I lick the salt from my lips as I exhale a ragged breath, steadying myself. “I’m outside, my c-car’s out of gas, I d-don’t know where I am, and there’s someone else out here.”
“Send me your location,” he says urgently. “I’ll find you.”
I hear the sharp clatter of his keys through the speaker, his footsteps heavy, quick, and purposeful, as if he’s hurrying down a flight of stairs. I nod instinctively, even though he can’t see me. Already, a sense of ease settles in. He’s coming. I won’t be stuck out here alone.
I have a safety net. I have him.
Tiny sparks course through my fingers as I hang up, relief slowly curling into nervous anticipation of seeing him again. I absently thread a hand through my hair and smooth the creases from my shirt with the other.
My attention snaps back when red and blue lights cut through the dark, one flashing, then another—staining the side of my rearview mirror with blistering bursts of color.
My breath catches. Acid stings the back of my throat as I watch the vehicle slow behind me, my heart pounding so hard it feels like it might crack my ribs.
It’s the police.
31
LEDGER
Ibarrel down a low-lit stretch of road, high beams slicing through the quiet dark as the view behind me blurs and thins to nothing. The terrain shifts as I veer past the edge of town, a flat sprawl of shadows and stagnant silence, void of lights and borders.
Just rust and empty air.
The wheel rumbles under my grip, tension vibrating along my limbs, the kind that I usually do well to ignore, but the thought of her being in this place alone, vulnerable and unprotected, snaps the last thread that holds me steady.
Strobes of carmine and cobalt break the endless depth, pulsing in tandem across the asphalt. My stomach drops before it coils.
Aria.
My foot sinks harder on the pedal, not too heavy, careful not to raise any issues up ahead, but enough to carry me there quicker, the unrest taking claim over me as I bridge the gap. The signal on my phone hasn’t moved. She’s still there; the cops parked like sentries behind her.
An officer in uniform steps out the side of his vehicle as hecatches me approaching, my headlights shifting in their direction, pinning me as a target.
Against my natural aversion, I approach him, my jaw stiff as my eyes flick away from him to her car.

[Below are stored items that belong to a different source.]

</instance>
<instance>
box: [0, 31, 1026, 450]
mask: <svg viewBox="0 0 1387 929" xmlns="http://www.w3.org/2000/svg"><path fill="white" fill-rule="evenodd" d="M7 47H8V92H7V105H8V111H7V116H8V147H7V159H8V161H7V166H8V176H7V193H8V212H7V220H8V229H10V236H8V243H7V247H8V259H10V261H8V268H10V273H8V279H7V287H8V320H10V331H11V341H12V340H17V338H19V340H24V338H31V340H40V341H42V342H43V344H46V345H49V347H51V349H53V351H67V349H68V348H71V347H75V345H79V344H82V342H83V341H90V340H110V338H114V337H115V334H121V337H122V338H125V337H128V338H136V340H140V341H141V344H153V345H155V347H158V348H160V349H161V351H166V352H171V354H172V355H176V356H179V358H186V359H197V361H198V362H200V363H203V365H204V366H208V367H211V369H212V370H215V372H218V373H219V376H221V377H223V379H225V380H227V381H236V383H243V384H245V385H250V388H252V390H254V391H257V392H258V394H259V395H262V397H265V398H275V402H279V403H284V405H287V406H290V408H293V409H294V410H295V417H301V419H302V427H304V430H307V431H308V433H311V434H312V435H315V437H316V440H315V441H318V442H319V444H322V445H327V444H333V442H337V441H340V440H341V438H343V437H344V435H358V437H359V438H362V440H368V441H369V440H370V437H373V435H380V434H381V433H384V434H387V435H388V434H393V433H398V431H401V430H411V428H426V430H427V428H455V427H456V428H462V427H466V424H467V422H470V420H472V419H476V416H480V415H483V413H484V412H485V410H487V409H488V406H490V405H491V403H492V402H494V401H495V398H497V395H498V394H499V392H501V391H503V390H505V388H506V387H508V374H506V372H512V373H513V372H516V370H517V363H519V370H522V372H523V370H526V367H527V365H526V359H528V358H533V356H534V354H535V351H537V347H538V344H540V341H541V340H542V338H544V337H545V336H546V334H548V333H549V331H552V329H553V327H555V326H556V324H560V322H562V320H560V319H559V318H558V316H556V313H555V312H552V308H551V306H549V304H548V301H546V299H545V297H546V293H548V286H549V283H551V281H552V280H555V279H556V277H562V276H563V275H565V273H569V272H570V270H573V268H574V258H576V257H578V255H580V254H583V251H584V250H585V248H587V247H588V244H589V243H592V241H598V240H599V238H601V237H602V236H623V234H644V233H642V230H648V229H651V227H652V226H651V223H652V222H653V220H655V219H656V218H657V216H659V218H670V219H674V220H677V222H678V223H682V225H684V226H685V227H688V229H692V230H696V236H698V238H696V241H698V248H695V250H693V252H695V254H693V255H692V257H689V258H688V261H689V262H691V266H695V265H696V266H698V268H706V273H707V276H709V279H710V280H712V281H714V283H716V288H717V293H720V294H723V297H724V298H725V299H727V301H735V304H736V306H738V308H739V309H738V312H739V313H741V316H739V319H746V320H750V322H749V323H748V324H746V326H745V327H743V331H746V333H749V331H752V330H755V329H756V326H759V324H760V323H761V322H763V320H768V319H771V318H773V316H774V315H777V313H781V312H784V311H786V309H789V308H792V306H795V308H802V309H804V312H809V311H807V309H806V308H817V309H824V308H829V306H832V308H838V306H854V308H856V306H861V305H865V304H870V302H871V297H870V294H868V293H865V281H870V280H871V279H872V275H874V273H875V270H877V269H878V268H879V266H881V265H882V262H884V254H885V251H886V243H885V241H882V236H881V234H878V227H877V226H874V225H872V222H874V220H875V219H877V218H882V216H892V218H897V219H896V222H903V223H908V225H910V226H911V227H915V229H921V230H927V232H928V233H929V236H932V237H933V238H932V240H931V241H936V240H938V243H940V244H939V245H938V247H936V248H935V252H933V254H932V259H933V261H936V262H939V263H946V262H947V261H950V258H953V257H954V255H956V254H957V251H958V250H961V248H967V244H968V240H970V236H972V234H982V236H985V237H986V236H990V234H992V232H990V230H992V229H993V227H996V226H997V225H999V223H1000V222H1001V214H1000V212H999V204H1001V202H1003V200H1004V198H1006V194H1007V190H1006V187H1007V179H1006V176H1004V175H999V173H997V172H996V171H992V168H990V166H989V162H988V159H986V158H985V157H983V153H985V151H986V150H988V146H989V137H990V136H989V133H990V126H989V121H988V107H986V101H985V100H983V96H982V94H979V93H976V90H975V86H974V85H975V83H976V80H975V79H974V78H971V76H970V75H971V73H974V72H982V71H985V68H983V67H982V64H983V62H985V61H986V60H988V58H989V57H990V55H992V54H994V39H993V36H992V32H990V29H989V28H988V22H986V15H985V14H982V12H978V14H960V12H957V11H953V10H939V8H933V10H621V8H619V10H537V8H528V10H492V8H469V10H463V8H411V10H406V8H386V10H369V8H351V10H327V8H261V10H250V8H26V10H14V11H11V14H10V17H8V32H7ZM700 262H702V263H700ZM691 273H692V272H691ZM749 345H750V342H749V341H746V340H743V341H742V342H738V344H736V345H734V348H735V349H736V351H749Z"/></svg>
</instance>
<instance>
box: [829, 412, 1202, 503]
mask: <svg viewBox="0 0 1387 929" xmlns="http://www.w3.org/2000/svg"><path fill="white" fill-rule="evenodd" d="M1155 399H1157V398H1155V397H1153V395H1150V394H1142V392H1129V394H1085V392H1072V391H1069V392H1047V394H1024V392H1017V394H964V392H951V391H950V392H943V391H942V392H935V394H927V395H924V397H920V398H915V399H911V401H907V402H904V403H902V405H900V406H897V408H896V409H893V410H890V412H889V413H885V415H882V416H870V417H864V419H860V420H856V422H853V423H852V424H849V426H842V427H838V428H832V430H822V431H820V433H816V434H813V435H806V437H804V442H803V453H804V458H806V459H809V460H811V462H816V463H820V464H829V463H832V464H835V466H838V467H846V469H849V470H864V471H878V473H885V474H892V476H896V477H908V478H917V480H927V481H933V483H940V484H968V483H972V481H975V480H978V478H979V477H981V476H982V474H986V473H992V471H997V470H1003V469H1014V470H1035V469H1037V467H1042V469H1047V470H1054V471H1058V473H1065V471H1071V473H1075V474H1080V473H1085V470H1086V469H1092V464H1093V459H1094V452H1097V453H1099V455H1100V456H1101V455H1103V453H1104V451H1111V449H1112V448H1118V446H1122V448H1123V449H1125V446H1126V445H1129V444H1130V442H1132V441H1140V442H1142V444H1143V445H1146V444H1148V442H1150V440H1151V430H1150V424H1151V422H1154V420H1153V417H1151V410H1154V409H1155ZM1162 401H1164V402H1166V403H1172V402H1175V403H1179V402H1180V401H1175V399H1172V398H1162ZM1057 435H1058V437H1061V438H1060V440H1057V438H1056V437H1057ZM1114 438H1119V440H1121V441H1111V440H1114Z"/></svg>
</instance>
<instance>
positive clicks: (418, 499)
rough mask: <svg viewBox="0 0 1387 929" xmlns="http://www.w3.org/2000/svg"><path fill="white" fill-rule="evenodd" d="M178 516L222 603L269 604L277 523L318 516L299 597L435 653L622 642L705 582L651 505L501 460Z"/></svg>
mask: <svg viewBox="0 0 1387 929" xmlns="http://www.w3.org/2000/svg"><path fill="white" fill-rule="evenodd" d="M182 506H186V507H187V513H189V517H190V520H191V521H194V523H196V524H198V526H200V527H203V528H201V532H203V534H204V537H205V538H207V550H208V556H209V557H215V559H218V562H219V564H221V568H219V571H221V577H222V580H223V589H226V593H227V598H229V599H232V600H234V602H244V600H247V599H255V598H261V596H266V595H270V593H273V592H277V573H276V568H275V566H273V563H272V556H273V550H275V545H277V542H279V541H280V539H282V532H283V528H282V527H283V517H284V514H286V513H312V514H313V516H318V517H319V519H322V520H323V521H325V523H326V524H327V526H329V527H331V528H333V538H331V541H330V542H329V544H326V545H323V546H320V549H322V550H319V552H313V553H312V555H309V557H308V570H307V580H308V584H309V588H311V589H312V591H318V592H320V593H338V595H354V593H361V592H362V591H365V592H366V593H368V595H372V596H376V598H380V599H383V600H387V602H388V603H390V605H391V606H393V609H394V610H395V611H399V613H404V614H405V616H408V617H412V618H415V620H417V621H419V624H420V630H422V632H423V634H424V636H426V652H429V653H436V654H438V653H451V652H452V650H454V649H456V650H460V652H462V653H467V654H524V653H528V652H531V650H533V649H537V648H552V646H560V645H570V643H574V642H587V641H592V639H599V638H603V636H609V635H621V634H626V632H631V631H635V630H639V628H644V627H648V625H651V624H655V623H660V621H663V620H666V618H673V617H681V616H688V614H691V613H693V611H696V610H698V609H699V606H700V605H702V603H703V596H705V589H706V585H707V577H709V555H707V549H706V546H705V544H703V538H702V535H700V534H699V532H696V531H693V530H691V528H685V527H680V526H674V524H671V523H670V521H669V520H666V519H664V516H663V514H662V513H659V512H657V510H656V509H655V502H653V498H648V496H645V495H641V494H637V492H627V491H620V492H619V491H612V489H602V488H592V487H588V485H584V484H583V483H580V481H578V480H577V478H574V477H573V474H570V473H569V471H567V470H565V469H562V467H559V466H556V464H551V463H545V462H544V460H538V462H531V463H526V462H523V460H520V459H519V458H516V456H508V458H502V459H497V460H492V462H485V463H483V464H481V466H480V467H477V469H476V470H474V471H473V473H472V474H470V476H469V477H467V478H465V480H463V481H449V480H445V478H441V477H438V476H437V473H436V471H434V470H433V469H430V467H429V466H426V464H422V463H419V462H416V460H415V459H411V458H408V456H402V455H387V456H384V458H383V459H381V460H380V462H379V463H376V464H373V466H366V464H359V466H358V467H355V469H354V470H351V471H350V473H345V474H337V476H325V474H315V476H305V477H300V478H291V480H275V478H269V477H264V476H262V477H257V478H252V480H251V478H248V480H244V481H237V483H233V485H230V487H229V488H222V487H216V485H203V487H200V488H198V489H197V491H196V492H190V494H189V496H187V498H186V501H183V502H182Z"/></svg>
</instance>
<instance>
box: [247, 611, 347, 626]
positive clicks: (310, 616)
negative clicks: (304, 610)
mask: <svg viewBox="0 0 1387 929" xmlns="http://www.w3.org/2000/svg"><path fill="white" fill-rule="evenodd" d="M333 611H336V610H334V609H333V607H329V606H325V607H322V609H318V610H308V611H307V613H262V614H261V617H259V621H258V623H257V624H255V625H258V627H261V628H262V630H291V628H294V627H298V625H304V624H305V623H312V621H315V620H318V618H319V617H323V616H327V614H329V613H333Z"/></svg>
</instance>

Her silhouette glows through the contained light inside, head bowed, then whips to the side as she hears my tires grind over stray gravel on the broken pavement. The whites and rims of her eyes gleam through the barrier, bloodshot and stark.
Fucking hell.
I thought she’d be safer with her car finally back. That she wouldn’t need me hovering behind her, shadowing her every minute of the day now that her mom’s back in the picture.
That’s why I didn’t text. Didn’t try to call her again.
So I could finally quiet the gnawing dread at the back of my head, that part that said this was manipulation on my part. Somehow, I’d managed to shove aside the guilt from that night I caught her outside alone, away from her classmates, where she should’ve been having the time of her life, but instead was being blackmailed. Threatened. Someone else’s target.
She needs me, and in this moment, that is all it takes to hush the corrosive noise in my head, the one telling me to stay away, to let her go. I convinced myself it was for the best. That if I stayed, I could feed into this fucked-up attachment that not only I have…but she does, too.
I’m not an idiot. I know the situation at hand, what has sparked between us and exactly when it bloomed. There isn’t a need to label it. The signs are obvious, textbook. The trauma I’ve put her through is what bonded us.